Когда Людвиг освободился и пришёл к нам в сад, я уже успела утихомирить свои растрёпанные чувства, а Даниэла - переодеть меня в сухую одежду и принести вместо ополовиненного кувшина лимонада успокаивающий ромашковый чай.
- Вот вы где! - приветствовал нас он.
- А у нас для тебя новости! - улыбнулась ему Даниэла. Бабушка. - Мариса наконец нас признала!
Дедушка перевёл взгляд с жены на меня; я кивнула.
- Я увидела портреты в гостиной, - снова объяснила свою перемену настроя.
- Теперь я могу тебя обнять... внучка? - спросил Людвиг.
Показалось, будто на миг в его глазах блеснули слёзы. Вместо ответа я сама подошла к мужчине и крепко его обняла. Через мгновение к нам присоединилась Даниэла, обняв нас обоих.
Им, конечно, не легче, чем мне. Все мы потеряли дорогого для себя человека и неожиданно обрели друг друга.
Теперь мы семья. И вместе справимся со всем.
Ещё позже к нам заглянул Ольрих.
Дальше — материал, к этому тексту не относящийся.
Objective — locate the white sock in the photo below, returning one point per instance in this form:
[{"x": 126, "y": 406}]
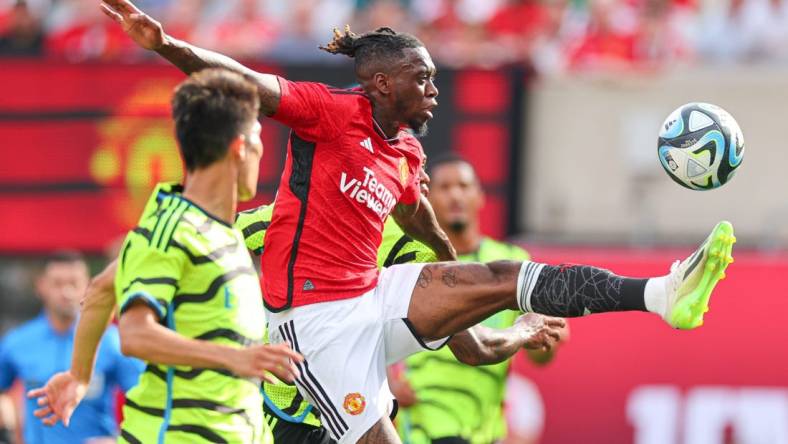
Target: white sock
[
  {"x": 526, "y": 281},
  {"x": 655, "y": 296}
]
Как целитель - поинтересоваться моим здоровьем и как друг семьи - спросить как мы все держимся.
Вечер прошёл довольно непринуждённо и даже познавательно для меня.
Оказалось, что Эллизиумом звался весь дворцовый ансамбль, включавший в себя и памятный для меня архив, и учебное заведение, в котором когда-то учились мужчины. Дедушка потом стал преподавать, но несколько лет назад ушёл - нагрузка стала слишком большой.
- Я всё же не молодею, - улыбнулся он.
Но науку не покинул, продолжая исследования в вольном темпе и докладывая о результатах в научное сообщество.
В этих кругах приставка у его имени была «э'рин» - это высший научный статус, что-то вроде нашего доктора наук. Припомнила, что точно так же дедушка вчера назвал и своего друга.
Ещё узнала, что, если не знаешь статуса учёного, его вполне можно назвать и обобщённовежливым «манэйр» или «манэрра». Также у этих обращений не было деления на знать и простолюдинов, замужних/женатых и холостых. Только по полу. Всё легко и просто.
На ум пришло одно воспоминание, и я не упустила шанса поинтересоваться:
- Почему вы вчера так переглядывались, когда я сказала, что не могу прочесть символы?
- А тебе кажется, что ты должна уметь читать? - вместо ответа спросил Ольрих.
Все выжидающе посмотрели на меня.
Понимая, что меня снова загоняют в неизвестную мне словесную ловушку, всё же кивнула.
И читать должна уметь, и писать. Это же базовые жизненные умения, разве нет?
Оказалось что совсем нет.
- Видишь ли, Мариса, - начал дедушка, явно включая лекторский режим, - то, что ты не узнаёшь символы, действительно странно. Но тот факт, что тебе кажется, будто ты должна уметь читать - куда интереснее. Видимо, до потери памяти, ты обучалась как книгочей. Как я. И как твой отец.
Вот таким образом я и узнала какую науку изучает дедушка.